The post indicates that the television arena is not really about the actual television. Instead, it is about big names such as Apple, Microsoft, and Google wanting to add the television to their existing platforms. In that race, research supports that Microsoft is ahead of the pack with their Xbox 360 entertainment/gaming console.
However many consumers are wondering if Apple would become the ultimate runaway success when it releases its rumored television. While that definitely sounds like the plan, Apple would be up against heavy resistance from both content providers and competitors.
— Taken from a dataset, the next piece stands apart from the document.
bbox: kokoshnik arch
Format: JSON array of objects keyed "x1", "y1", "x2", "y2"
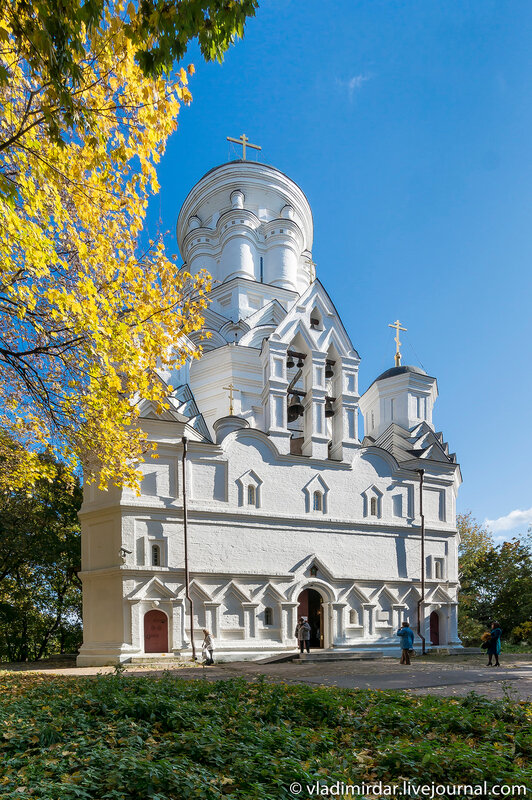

The reason it has failed with the Apple TV so far is not that it hasn’t tried. It’s that the TV business is a tough nut to crack: Content is still controlled by monopolists unlikely to give Apple the keys to their content archives. And simply introducing a new display on which to watch that content as it is currently delivered by existing distributors won’t offer consumers much that’s new. Remember, unlike in the phone business where the iPhone penetrated quickly, the TV upgrade cycle takes seven years. You can’t jump in with a new version of the same thing everyone already has – even if it is elegant – and expect millions of people to buy it, especially at price points that Apple will have to maintain in order to keep its margins far away from those of LG and Samsung. Apple’s only shot to sell such an expensive device quickly is if it does something very different.
So what could Apple do to release a television that is completely different? Well, as McQuivey predicts, Apple should release “the world’s first non-TV TV”, and what would this device be called? The “iHub” of course!
Here’s me putting on the record what I’ve been telling clients behind closed doors for more than a year: Apple should sell the world’s first non-TV TV. Instead of selling a replacement for the TV you just bought, Apple should convince millions of Apple fans that they need a new screen in their lives. Call it the iHub, a 32-inch screen with touch, gesture, voice, and iPad control that can be hung on the wall wherever the family congregates for planning, talking, or eating — in more and more US homes, that room is the dining room or eat-in kitchen.
This idea of a standalone display, or “iHub”, gets even more exciting with the prospect of developers and the thousands of apps that could be created. Something like this could easily get me to replace every television in my house.